The earlier sections of the book need to be tightened up a bit. Some conversations–especially the interminable double-date with Lucy, Jack, Allen, and Elisabeth–are, well, interminable. I hope the author meant for the fact that Elisabeth is a werewolf to be obvious from the start. I mean, she has unusual diction and her last name is “Luna” for heaven’s sake. She might as well have taken out a billboard.

Allen has a bunch of visions while he’s turning into a werewolf. I’m just not big on visions and dreams unless they actively add something to our understanding of the story, which these don’t. They just seem like opportunities to up the depravity level.

Oddly enough, the one real saving grace of this book ends up being Allen. He’s the character who actually grows throughout the story, and who becomes more complex and interesting. He’s the character I was least looking forward to reading about, but he ended up being much more interesting than Jack. Unfortunately the book seems to expect us to see Elisabeth as one of the protagonists, when she’s more than happy to tear up random humans for fun; she doesn’t have to be the stereotype of the tortured monster, but she also doesn’t have to take so much glee in it. Of course the author seems to try to make her more sympathetic by giving her a history of having saved (“Turned”) a black slave back in the day. Unfortunately the man is just a plot device meant to humanize Elisabeth.

I definitely found myself wondering how on earth there could be enough prey to sustain an entire town full of werewolves. Judging from Allen’s transformation, the wolves quickly come to rely on humans for prey, and with the number of wolves Fane’s been turning, there simply shouldn’t be enough prey for everyone. Also, the werewolf transformations remind me of the B-movie transformations of my youth (we’re talking special effects of 30 years ago). If you like that, awesome, but it kind of took away from things a little for me.

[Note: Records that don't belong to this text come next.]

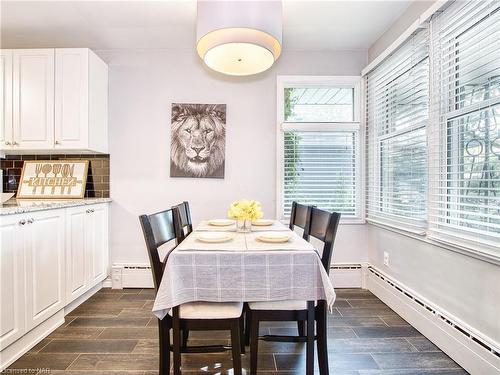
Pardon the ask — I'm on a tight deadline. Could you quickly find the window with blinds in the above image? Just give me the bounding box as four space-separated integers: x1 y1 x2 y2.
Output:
278 76 363 222
366 29 429 232
283 131 358 217
429 0 500 252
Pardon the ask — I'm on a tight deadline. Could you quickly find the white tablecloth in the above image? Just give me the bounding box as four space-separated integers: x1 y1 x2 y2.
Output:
153 223 335 319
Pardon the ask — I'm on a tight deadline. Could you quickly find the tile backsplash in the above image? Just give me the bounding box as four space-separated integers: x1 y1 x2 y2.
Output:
0 154 109 198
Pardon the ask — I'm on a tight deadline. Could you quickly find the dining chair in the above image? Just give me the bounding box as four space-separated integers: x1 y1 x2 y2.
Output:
172 201 193 241
247 207 340 375
139 207 244 375
288 201 312 241
245 201 312 345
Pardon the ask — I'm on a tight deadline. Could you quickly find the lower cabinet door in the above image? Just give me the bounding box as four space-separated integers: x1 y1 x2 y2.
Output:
0 215 26 350
24 210 66 329
66 207 89 304
87 204 109 286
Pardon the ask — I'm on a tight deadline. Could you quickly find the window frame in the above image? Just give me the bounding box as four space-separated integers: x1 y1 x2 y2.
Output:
276 76 366 224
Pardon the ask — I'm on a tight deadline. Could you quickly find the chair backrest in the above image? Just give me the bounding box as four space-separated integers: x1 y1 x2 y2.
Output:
139 208 182 291
309 207 340 273
172 201 193 241
289 201 312 241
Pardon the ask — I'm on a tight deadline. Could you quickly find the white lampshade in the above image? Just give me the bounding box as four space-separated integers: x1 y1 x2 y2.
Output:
196 0 282 76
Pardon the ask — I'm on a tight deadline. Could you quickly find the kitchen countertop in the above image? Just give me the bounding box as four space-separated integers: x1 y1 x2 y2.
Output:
0 198 112 216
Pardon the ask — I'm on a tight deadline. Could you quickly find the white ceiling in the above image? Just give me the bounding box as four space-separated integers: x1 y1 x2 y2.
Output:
0 0 412 50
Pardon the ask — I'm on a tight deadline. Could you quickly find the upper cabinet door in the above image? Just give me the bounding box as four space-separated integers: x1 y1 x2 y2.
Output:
55 48 89 149
13 49 54 150
0 49 12 150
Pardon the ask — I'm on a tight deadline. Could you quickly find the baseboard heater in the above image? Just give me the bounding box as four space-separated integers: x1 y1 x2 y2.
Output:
330 263 363 288
368 266 500 358
111 263 153 289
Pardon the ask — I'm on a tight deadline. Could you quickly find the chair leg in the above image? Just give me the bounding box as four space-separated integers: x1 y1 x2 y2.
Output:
245 309 252 346
231 319 242 375
182 329 189 349
172 306 181 375
316 301 328 375
238 315 245 354
250 313 259 375
306 301 314 375
158 319 170 375
297 320 306 336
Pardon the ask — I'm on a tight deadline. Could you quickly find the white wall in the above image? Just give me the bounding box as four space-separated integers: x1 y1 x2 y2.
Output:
368 225 500 343
98 49 367 263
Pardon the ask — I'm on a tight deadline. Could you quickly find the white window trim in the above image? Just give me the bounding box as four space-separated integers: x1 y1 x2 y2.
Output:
276 76 366 224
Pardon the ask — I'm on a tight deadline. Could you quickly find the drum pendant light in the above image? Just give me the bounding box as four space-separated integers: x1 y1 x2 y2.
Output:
196 0 283 76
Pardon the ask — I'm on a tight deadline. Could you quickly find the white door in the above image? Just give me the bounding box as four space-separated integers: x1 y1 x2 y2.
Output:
25 210 65 329
66 207 89 304
0 49 12 150
55 48 89 149
87 204 108 286
13 49 54 150
0 215 26 350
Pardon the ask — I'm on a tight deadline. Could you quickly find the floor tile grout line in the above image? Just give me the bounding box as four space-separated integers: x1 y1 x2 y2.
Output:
64 353 82 371
403 337 420 353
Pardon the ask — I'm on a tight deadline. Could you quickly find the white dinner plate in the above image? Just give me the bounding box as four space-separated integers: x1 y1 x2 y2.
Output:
255 233 292 243
252 219 274 227
196 233 234 243
208 219 234 227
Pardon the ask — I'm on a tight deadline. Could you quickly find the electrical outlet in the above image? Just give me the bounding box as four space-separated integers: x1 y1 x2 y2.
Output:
384 251 389 267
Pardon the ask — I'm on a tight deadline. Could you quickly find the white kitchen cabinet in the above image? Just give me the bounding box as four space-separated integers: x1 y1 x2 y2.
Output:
24 210 66 329
0 203 109 370
66 204 109 303
86 204 109 286
54 48 108 153
66 206 89 302
0 215 26 350
0 49 12 150
0 48 108 154
11 49 54 151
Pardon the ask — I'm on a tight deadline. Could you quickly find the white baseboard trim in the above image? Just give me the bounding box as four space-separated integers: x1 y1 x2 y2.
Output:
0 310 64 372
64 282 103 316
367 266 500 375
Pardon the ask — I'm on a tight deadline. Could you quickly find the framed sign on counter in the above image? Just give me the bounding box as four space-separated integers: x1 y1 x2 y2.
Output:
16 160 89 199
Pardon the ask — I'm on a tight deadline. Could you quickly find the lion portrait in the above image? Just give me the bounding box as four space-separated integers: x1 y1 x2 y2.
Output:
170 103 226 178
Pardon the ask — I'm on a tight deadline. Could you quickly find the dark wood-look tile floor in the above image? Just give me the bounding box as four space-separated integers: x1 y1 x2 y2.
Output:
4 289 467 375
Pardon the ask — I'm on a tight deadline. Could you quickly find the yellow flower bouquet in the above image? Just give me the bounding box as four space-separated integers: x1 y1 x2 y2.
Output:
227 199 263 232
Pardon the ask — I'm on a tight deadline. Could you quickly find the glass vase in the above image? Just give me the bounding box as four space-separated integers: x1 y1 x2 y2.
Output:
236 219 252 233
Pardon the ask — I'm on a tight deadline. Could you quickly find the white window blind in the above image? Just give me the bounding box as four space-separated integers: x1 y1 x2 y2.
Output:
277 76 364 223
366 29 429 233
429 0 500 252
283 131 358 217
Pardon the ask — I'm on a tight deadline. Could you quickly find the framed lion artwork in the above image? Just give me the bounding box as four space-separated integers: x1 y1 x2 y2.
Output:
170 103 226 178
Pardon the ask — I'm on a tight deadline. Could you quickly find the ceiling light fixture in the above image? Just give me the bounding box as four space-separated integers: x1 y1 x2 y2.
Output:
196 0 283 76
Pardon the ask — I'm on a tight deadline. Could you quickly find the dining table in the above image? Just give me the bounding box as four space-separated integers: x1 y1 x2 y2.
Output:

Fane and the other bad guys–especially the other bad guys–are terribly one-dimensional. They’re highly stereotypical and do little other than commit atrocities, threaten, and sneer.

My second-favorite character in the story is Amanda, but unfortunately she’s a little problematic too. Naturally she takes a liking to Jack despite the fact that he nearly gets her killed. She knifes a man on werewolf property and no one smells the blood? (Wolves are shown to have very keen senses–like being able to track a person by scent who was driving a car at the time.) Also, even a gun with a suppressor on it doesn’t entirely silence shots, so again, those with wolf senses should have heard her shooting within the house she was in.

There are a couple of other tiny things, but that’s most of it. Allen is the breakout and unexpected star of the book, but he doesn’t make up for the rest.

Content note for m/f and f/f sex, incest, molestation and attempted rape, and of course gore.